By Brigitte L. Nacos
I have no idea whether President-elect Barack Obama will offer Senator Hillary Clinton the important secretary of state position. But I am convinced that Hillary would be an excellent choice and indeed the best choice among those mentioned for the post. After Obama and Clinton met on Thursday in Chicago, Governor Bill Richardson of New Mexico, also in the run for the job, met with Obama on Friday. Perhaps John Kerry, another candidate, will be next to travel to Chicago. I agree with Gal Collins of the New York Times that Kerry’s personality is not well suited for the diplomat-in-chief position. Richardson would be a far better choice than Kerry because of his different persona and his diplomatic background (ambassador to the United Nations and negotiator who won the release of prisoners and hostage with North Korea, Iraq under Saddam Hussein, and Cuba).
However, there is no doubt in my mind that Senator Clinton is best qualified to be secretary of state from day one of the new administration in terms of the depth of her foreign policy knowledge, her extensive traveling abroad, and her positive image around the globe.
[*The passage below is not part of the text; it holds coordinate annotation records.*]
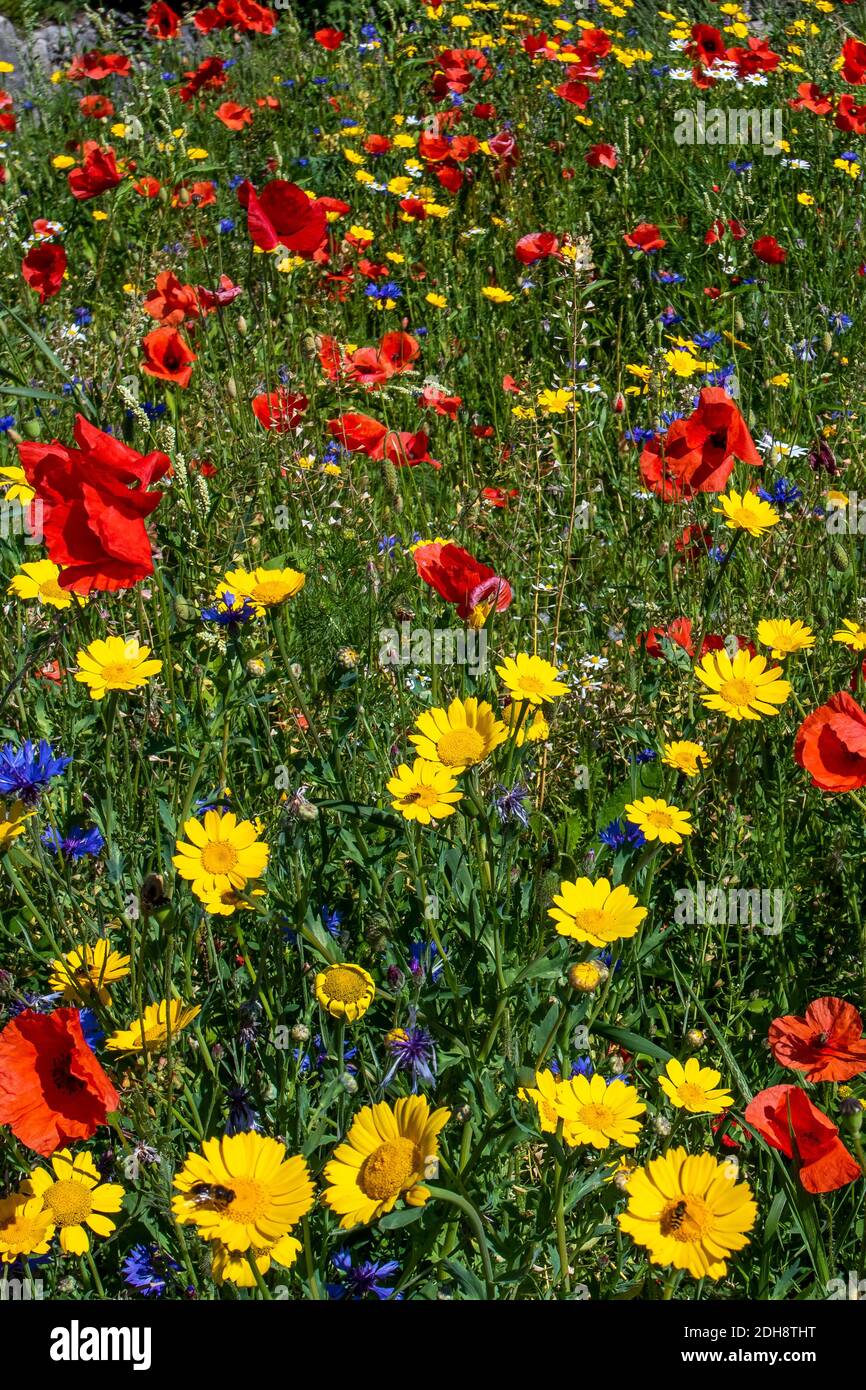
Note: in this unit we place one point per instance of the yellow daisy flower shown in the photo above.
(346, 991)
(161, 1020)
(264, 588)
(459, 737)
(685, 756)
(39, 580)
(783, 635)
(694, 1087)
(25, 1228)
(116, 663)
(747, 513)
(688, 1211)
(224, 854)
(531, 679)
(82, 973)
(243, 1191)
(742, 688)
(659, 820)
(77, 1198)
(424, 791)
(385, 1155)
(601, 1114)
(595, 912)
President Obama’s victory on November 4th has been hailed in most parts of the world. With Hillary as secretary of state at his side, Mr. Obama’s campaign promise of CHANGE would gain more credibility abroad. Just imagine what a compelling message the image of an African-American U.S. president and a female U.S. secretary of state side by side at an international gathering would send to people here and abroad!
Moreover, by selecting Hillary, the incoming president would take an important step in the direction of those supporters of Senator Clinton who did not vote for him or did so reluctantly. This one important appointment would go a long way in reuniting Hillary’s most faithful fans with the Democratic Party under Obama’s leadership.
This Saturday morning, the Washington Post reports that Clinton, Richardson, and Kerry are top contenders for the attractive position. The fact that Senator Clinton has remained silent and not said that she is not interested seems to indicate that she wants the job. If the president-elect was not sure that she was his first choice before he invited her to Chicago, he should not have arranged a meeting that, as he must have known, would be reported. If he now decides in favor of Richardson or Kerry or someone else, it means snubbing Hillary in full public view. At this point, it would not be terribly credible, if Hillary were to declare that she is not and was not interested in becoming secretary of state.